October 09, 2012   //  By: Jennifer Lankheim   //  How To Innovate like a Pro

Webvan illustrates one innovation blunder: over-investing in a concept that turns out to be nonviable. Are there any other common mistakes companies make?

The second error, even more painful, is killing the right idea too early. Take Twitter. Get a focus group together and ask them if they would like to communicate to the world, in 140 characters, that they’ve just gone shopping or done laundry, and in turn follow other people posting the same kind of information – well, it sounds ridiculous. If you relied on just that, the idea would have been killed. And today Twitter is worth almost $10 billion.

How can innovators use pretotyping to help determine what is actually a viable idea, and not one that just sounds good in theory or, on paper, seems patently absurd?

The challenge is, until you build something, you’re dealing only in ideas, and ideas are abstract; the most you can solicit from an idea is an opinion, which is also abstract – and subjective.
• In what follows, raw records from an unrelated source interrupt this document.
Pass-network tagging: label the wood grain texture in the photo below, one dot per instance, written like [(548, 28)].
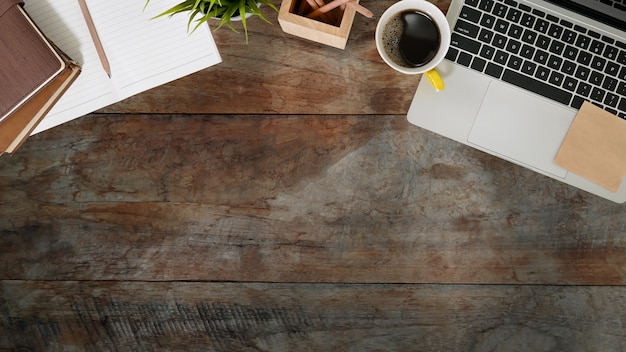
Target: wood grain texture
[(295, 199), (145, 316), (280, 201)]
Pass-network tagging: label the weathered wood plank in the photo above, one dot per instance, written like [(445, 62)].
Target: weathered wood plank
[(277, 73), (147, 316), (295, 199)]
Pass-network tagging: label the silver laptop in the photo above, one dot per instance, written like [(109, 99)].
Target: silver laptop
[(517, 72)]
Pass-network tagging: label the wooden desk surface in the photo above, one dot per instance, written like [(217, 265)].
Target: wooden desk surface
[(280, 201)]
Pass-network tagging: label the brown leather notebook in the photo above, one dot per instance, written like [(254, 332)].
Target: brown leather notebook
[(34, 74)]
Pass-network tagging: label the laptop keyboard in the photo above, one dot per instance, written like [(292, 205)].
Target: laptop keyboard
[(541, 53)]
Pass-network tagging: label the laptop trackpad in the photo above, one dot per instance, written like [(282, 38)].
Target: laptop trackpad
[(522, 127)]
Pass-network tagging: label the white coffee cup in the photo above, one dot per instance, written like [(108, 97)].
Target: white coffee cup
[(438, 19)]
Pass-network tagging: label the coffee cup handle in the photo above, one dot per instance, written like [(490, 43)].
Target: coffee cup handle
[(435, 79)]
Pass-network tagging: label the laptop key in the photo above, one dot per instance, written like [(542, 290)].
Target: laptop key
[(452, 53), (536, 86), (501, 26), (528, 67), (501, 57), (611, 100), (487, 21), (516, 31), (582, 73), (464, 59), (486, 5), (465, 43), (487, 52), (469, 29), (470, 14), (597, 94), (542, 25), (494, 70), (556, 78), (611, 69), (515, 62), (542, 73), (485, 36), (499, 10), (577, 102)]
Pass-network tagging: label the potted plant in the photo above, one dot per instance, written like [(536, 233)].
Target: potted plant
[(200, 11)]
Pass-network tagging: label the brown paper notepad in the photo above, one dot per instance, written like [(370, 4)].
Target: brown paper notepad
[(33, 75), (595, 147)]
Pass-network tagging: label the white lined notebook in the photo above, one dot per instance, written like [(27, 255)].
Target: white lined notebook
[(143, 52)]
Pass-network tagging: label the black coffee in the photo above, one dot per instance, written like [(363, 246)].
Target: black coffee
[(411, 39)]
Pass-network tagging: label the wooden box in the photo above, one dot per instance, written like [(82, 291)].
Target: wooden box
[(315, 29)]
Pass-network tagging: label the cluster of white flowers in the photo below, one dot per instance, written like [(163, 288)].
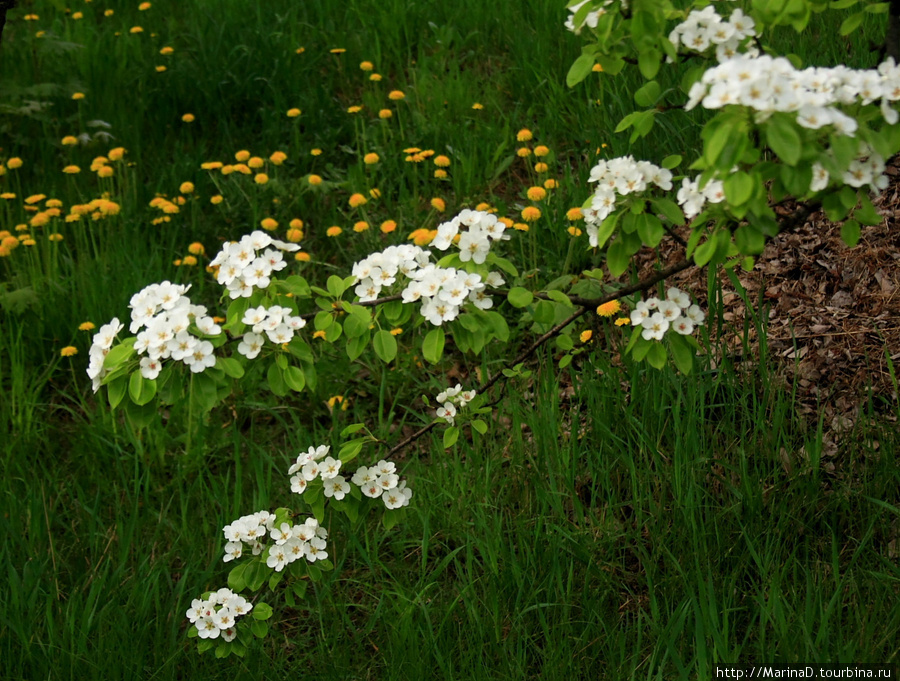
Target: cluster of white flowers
[(381, 480), (277, 322), (442, 290), (292, 542), (165, 313), (619, 176), (216, 615), (704, 29), (475, 242), (102, 343), (692, 198), (769, 84), (592, 17), (452, 398), (242, 268), (675, 312)]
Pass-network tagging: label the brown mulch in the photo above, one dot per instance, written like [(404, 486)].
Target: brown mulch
[(833, 311)]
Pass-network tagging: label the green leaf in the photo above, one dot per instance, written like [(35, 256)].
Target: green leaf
[(451, 435), (738, 188), (294, 378), (261, 611), (783, 138), (580, 69), (385, 346), (433, 345), (647, 95), (276, 380), (230, 366), (670, 162), (617, 257), (520, 297), (116, 391), (560, 297), (141, 390), (850, 232), (657, 355)]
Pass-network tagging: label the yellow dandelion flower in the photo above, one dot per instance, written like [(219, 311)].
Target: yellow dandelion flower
[(536, 193), (531, 214), (609, 309)]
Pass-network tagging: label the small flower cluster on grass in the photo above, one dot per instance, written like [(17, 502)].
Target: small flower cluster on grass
[(290, 541), (619, 176), (242, 268), (216, 614), (380, 480), (675, 312), (450, 400)]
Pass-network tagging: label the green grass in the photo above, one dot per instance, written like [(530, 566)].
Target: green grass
[(642, 525)]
To get objective data, you have to get out of this ‘thoughtland’ as fast as you can, and that’s what pretotyping is all about. It is the process of figuring out what you can do, short of building the product or a prototype, to see if there is really a market for your innovation.

My favorite example is IBM and speech-to-text technology. Thirty-five years ago, it was thought that professionals and managers could not be expected to type; back then, only secretaries and programmers typed. IBM felt the only way they could succeed in the personal computer business was to invent speech-to-text, so that users could just speak to a computer and not use a keyboard. This was going to cost a fortune. IBM did preliminary research that indicated people would indeed buy a technology that allowed them to talk into their computers rather than type, but they (wisely) decided that before making a huge investment they needed to find a way to test this hypothesis.

They did it by making what I credit as one of the earliest pretotypes. They built nothing – no hardware, no software. They simply put a person in a room with a screen and a microphone and told them to start speaking. The test subject would say something and – thanks to a behind-the-scenes stenographer– their words would appear on screen, simulating speech-to-text.

Guess what IBM learned? Just like with Webvan, what people thought they wanted was very different from what they would actually use. The test subjects said they wanted to talk to their computer, but after five minutes of actually doing it, their throats were getting sore and the room, with everyone talking to their computers, was noisy and obnoxious. They were over it. So IBM learned that speech-to-text technology was, at the time, not worth developing. That is the essence of pretotyping.

You also cite the example of Jeff Hawkins and the Palm Pilot as an early pretotype. What’s that story?

Legend has it that before committing to develop the Pilot, Jeff went into his garage and cut a block of wood that would fit in his shirt pocket. He carried it around for months, pretending it was a handheld. If someone invited him to lunch, he’d pull out the block of wood and tap on it as if he were checking his schedule. If he needed a phone number, he would pretend to look it up. He even tried different design faces and button configurations by gluing different pieces of paper to the wood block.